Jeff Light’s review published on Letterboxd:
"You're still there, huh? We're going to do one more song, and that's it.... Happy Thanksgiving!"
The first performance of this concert doc is the encore, recorded on November 25, 1976. That's because the final song in the regular set features an ensemble of special guests that's hard to beat, and rightly has to be reserved for the ending of the film.
The litany of guest stars is a good thing, too, because I had no idea who "The Band" was.
They existed at a peculiar crossroads between a variety of musical styles including Southern Rock, Blues, Folk-Rock, Country, and many more which (Wikipedia tells me) has come to be labeled "Americana". Think something like a cross between CCR, Lynyrd Skynyrd, Hank Williams Sr., and the E-Street Band...all of whom are better. Sorry, but I just watched a concert of their 'greatest hits', and I knew exactly one song: "The Weight", which I misremembered as "Take a Load Off, Sally". The sad thing about The Band is that they're just a band. They had nothing like the cultural impact that all their peers had, the ones who come to light up the stage as guest performers here.
This then ends up feeling like an early version of that "your favorite band's favorite band" sort of doc. Only I can't say that Scorsese does anything to convince me why these guys earn that title. They started as "The Hawks", then "The Honkies", which no one took to so they tried "The Crackers", apparently aware of the cultural appropriation aspect of their music. However, people found the name off-putting and they wanted to put out records, so they switched to the non-descript "The Band" and chugged away throughout the '60s counterculture and into '70s Prog Rock, touring, partying, making friends, and ...becoming pretty utterly forgettable.
Look, it's not that they don't have talent. Each member seems to play multiple instruments, they all trade off on vocals, and apparently each contributed to songwriting. But watching this fairly by-the-numbers recording of their last concert, there's just very little passion or performance up on the stage. They're simply boring to watch. When they light up is in interacting with some of the legendary A-side acts that come out, like headliner Bob Dylan or legend Muddy Waters. I'd always been an appreciator, but seeing those guys in the '70s really showed how magnetic they were. Some of that bleeds off onto The Band, but in their solo songs, they're merely competent. It's like the background noise you hear in a poolhall that reminds you of a song you really like...so you go put a quarter in the jukebox and put that one in.
There was apparently a lot of behind-the-scenes drama in the making of this, but none of it is captured within the film. Scorsese's interviews with The Band are sycophantic, a real fan lobbing softballs and not digging in. Guitarist Robbie Robertson is a producer on the film, and you see Scorsese push back a little bit by showing Robertson asking for redirected questions or to rephrase, but that's the extent of it. This doesn't show any of the underbelly of the band or give any insight to their changing membership or long history witnessing the British Invasion, the end of the Counter-Culture era, or the birth of Prog Rock. This is utterly and completely disposable unless you're a big fan of many of these artists.

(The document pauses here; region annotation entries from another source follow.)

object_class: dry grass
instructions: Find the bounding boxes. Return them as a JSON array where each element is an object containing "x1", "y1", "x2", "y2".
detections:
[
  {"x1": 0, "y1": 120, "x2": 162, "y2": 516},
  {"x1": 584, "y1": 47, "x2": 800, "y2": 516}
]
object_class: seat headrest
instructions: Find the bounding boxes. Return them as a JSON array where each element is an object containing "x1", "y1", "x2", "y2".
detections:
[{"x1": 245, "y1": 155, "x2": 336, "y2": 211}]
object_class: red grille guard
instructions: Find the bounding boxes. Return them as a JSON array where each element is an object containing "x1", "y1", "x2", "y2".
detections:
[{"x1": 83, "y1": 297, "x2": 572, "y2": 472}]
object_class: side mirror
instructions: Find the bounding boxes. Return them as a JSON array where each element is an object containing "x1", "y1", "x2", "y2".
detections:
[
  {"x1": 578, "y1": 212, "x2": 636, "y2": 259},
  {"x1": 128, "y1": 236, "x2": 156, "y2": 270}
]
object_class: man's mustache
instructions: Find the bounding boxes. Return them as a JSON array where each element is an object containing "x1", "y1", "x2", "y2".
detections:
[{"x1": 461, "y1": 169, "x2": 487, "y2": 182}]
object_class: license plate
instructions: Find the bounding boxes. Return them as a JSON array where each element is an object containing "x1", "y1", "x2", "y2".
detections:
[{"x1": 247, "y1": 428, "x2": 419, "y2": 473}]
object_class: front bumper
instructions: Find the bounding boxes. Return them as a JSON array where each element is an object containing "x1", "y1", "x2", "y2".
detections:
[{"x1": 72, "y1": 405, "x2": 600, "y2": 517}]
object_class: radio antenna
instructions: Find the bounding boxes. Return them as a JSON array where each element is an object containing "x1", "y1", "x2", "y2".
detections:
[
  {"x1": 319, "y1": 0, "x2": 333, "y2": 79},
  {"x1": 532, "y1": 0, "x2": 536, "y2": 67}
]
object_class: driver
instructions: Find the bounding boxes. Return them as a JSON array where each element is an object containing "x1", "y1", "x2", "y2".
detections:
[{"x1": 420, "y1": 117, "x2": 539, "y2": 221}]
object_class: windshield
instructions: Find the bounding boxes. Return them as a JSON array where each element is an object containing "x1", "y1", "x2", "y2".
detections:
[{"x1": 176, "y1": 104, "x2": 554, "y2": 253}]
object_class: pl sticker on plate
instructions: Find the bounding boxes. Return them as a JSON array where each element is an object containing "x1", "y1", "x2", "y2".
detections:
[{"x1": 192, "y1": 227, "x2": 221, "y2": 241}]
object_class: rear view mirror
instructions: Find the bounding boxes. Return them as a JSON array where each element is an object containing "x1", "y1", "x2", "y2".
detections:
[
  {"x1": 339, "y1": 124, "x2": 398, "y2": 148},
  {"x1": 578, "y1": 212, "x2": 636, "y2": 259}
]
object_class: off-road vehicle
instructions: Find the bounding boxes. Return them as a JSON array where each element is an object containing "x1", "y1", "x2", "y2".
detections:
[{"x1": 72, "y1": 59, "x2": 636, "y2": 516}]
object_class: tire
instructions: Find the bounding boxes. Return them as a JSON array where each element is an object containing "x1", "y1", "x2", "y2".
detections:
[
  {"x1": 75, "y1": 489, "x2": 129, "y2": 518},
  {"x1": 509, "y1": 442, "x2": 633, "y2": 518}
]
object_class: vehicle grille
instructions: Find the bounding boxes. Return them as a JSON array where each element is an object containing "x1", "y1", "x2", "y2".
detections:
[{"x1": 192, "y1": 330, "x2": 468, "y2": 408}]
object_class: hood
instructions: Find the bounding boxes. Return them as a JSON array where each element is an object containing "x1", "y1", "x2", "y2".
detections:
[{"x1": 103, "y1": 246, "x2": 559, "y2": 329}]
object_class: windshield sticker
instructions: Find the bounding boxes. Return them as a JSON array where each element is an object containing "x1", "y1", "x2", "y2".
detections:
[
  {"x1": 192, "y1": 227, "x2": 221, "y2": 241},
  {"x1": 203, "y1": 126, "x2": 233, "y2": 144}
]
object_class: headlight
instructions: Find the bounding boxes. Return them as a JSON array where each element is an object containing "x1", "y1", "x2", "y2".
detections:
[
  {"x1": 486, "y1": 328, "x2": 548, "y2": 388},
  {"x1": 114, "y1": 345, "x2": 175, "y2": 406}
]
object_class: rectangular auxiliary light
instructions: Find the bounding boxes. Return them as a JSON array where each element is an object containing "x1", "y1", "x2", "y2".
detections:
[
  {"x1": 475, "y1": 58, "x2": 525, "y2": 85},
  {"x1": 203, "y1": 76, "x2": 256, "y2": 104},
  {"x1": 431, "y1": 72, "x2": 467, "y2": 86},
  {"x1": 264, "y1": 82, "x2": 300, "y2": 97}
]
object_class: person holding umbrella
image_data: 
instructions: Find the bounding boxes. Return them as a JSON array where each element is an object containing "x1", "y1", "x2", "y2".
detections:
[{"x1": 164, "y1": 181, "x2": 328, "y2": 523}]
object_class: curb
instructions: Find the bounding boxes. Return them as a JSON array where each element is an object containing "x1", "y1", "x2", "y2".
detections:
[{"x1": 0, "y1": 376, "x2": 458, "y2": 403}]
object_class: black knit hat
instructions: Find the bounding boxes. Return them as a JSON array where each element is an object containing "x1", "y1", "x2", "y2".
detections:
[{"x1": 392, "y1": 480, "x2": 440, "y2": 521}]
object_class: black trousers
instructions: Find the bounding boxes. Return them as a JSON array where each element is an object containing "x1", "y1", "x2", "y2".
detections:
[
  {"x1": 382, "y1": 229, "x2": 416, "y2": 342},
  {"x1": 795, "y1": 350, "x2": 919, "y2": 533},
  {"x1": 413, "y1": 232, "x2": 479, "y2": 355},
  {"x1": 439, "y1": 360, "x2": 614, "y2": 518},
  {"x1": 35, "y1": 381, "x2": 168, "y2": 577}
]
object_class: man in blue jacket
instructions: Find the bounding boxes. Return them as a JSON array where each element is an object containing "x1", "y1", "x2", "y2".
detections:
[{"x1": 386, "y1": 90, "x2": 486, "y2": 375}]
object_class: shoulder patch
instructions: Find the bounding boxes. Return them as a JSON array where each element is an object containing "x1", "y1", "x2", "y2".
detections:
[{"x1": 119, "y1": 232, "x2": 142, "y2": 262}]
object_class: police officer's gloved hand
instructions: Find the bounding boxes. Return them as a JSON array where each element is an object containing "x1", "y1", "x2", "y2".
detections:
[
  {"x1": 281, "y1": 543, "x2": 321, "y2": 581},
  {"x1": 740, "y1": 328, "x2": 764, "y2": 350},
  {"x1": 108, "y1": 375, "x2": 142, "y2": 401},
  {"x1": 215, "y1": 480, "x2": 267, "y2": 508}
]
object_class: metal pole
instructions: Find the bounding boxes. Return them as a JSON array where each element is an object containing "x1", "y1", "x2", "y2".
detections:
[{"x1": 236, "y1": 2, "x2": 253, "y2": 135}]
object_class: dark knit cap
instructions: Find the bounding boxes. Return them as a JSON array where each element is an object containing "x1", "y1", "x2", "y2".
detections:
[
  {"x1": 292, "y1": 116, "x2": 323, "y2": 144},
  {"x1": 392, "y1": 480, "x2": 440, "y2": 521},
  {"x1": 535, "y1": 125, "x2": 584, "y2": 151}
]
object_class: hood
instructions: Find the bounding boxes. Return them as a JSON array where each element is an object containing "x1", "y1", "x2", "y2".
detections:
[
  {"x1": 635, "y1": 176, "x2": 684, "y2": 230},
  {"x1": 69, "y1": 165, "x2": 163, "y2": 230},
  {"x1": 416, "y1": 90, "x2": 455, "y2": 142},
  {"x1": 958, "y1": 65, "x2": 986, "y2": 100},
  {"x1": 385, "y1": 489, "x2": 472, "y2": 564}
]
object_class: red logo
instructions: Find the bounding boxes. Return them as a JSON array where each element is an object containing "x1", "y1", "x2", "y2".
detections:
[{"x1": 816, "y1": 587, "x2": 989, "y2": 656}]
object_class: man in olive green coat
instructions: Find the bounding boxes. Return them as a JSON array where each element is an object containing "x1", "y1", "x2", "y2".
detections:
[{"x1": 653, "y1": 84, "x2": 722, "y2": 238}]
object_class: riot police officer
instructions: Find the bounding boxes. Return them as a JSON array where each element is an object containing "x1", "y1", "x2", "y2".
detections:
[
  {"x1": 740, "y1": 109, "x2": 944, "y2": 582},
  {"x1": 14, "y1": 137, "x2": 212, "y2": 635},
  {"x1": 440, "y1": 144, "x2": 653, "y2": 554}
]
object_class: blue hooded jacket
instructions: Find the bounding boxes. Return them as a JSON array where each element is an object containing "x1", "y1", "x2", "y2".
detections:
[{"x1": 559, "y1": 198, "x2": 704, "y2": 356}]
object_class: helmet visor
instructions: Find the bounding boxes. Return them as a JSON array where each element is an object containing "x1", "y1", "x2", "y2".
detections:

The highlight of the film for me is the song with Eric Clapton. While Robbie Robertson occasionally digs in on some of the solos of songs, you never see him work so hard to impress as trading licks back and forth with Clapton on "Further On Up the Road". You can see them both smiling and having fun facing off...though Clapton whips through the material effortlessly and Robertson looks like he's punching above his weight. It must have been fun for Clapton, as years earlier Hendrix had turned up to a show of his and immediately blown him out of the water without breaking a sweat. What a difference some years make.
Ultimately though, your mileage on this film will vary greatly depending on how much you love the music. For Scorsese and film critics of the late '70s/early '80s, this stuff was resonant in a way beyond what's on the screen. These middle-aged white guys who thought they were a little hipper than they were watched a band full of the same, and never thought to look around the audience and see that everyone else was exactly as middle-aged and white and wannabe hip as them.
Sorry if that makes any film nerds feel attacked, but call a spade a spade. What was happening at the same time as this, the growth of early Heavy Metal, the birth of punk, the start of the Second British Invasion, etc., was all so much more interesting than this throwback old man milquetoast jam. The world was about to explode with wild stage performances full of the passion and creativity that hadn't been seen since the '60s. The problem is when you put that next to this, the Waltz seems so boring and predictable that you don't care if it's the last one or not.